The merry, merry month of May's last week will bring the rains and the onslaught of bugs, viruses and fungus. Use caution in spraying because there are good bugs out there; besides that, bugs build up and intolerance to pesticides. Indescriminate use tends to overthrow the good-bug/ bad-bug balance in your garden. Don't forget, birds, lizards, frogs and toads, bees and butterflies (and their caterpillars) are your friends.
With rain comes puddles and standing water, breeding grounds for mosquitoes. Eliminate those. Hopefully the airplanes will be spraying.

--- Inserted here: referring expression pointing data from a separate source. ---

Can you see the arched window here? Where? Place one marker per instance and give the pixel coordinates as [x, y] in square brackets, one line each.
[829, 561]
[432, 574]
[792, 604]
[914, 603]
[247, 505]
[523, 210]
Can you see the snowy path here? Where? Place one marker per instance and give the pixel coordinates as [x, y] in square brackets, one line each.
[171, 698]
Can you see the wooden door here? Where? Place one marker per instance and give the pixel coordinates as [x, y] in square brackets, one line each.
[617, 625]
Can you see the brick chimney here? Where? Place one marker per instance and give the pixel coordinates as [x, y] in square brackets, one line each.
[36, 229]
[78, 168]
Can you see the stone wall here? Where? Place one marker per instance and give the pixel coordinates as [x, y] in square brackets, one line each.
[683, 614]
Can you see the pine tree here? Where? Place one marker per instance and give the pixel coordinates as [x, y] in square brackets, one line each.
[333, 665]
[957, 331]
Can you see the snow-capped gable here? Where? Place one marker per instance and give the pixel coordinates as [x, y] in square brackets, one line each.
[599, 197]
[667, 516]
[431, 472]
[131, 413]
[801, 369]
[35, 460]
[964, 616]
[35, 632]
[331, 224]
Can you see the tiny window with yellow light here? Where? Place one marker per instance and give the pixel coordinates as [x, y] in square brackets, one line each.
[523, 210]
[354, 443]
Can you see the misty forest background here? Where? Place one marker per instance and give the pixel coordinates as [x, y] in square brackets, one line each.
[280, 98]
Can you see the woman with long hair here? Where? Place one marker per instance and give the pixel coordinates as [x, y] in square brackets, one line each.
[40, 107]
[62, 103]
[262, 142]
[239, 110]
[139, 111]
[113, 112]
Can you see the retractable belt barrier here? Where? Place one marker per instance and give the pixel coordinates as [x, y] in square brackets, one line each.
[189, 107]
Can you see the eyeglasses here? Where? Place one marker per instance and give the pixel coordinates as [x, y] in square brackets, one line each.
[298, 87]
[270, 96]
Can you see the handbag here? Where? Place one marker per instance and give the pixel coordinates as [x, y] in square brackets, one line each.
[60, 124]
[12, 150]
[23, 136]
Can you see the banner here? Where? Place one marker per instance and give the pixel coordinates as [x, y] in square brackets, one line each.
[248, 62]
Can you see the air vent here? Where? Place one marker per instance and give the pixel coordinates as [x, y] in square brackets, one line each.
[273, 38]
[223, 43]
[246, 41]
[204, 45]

Now is the time for clipping limbs and deadwood that might create a hazard when the hurricanes arrive in June. Remember, severe pruning does more harm than good. Consult an arborist or the Lee County Extension office. Fertilize them to get them back to bushy and dense. Mulch, mulch, mulch (keeps out weeds as well as holding moisture in the plants root system). Reliable rains start in June, be sure to fertilize everything, lawns and landscaping, because of the nitrogen and phosphorus ban that starts in June and lasts until the end of September. Build up your feeding in order to cover these summer months.
May is the best time to do cuttings, grafting and air layering. Multiply your plants.
Would that every day could be an Earth Day awareness.
Thank a tree for you clean oxygen to breathe.
Joyce Comingore is a Master Gardener, hibiscus enthusiast and member of the Garden Club of Cape Coral.